The signatories say that if global temperatures rise by more than 2pc before the end of the century, "our soil will not survive" and "wine will travel 1,000 kilometres beyond its traditional limits".

"We will have new wine-producing regions in zones where one doesn't normally cultivate vineyards like in Brittany and Normandy," said Jean-Pierre Chaban, a climatologist at France's National Institute for Scientific Research, in an accompanying online film. "It will spread to Great Britain.
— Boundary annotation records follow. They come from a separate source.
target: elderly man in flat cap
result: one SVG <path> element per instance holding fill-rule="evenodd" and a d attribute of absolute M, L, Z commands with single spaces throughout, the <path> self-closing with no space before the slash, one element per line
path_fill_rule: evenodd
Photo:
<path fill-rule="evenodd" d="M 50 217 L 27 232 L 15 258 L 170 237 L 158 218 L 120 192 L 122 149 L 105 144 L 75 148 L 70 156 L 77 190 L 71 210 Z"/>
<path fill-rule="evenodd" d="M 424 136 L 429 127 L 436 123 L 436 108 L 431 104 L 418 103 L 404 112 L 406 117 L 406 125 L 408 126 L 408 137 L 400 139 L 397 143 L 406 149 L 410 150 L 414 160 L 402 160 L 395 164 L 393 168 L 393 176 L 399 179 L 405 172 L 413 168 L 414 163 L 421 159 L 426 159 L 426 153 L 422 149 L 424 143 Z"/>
One can imagine vineyards in southern Sweden and Scotland."

The signatories want the government to push for a global deal to cut industrialised countries' greenhouse gas emissions by 40pc by 2020 and set up "solid aid mechanisms" for developing countries.

According to the Department for the Environment, Food and Rural Affairs, there are now 416 vineyards in England and there are 2,732 acres of vines under cultivation -- an increase of 45pc in the past four years.

Julie Trustram Eve, from English Wine Producers, said: "There are, as far as we know, no vines yet in Scotland, although there have been rumours. It's gradually creeping up. It depends how accurate the predictions are for the long term, but some say by 2080 it will be too hot to grow grapes in southern England."

However, Roxanne Canvan Schayk, who runs a traditional fruit and flower wine shop at Lambholm in the Orkney islands, believes the French have nothing to fear. "It's far too windy for a start," she said.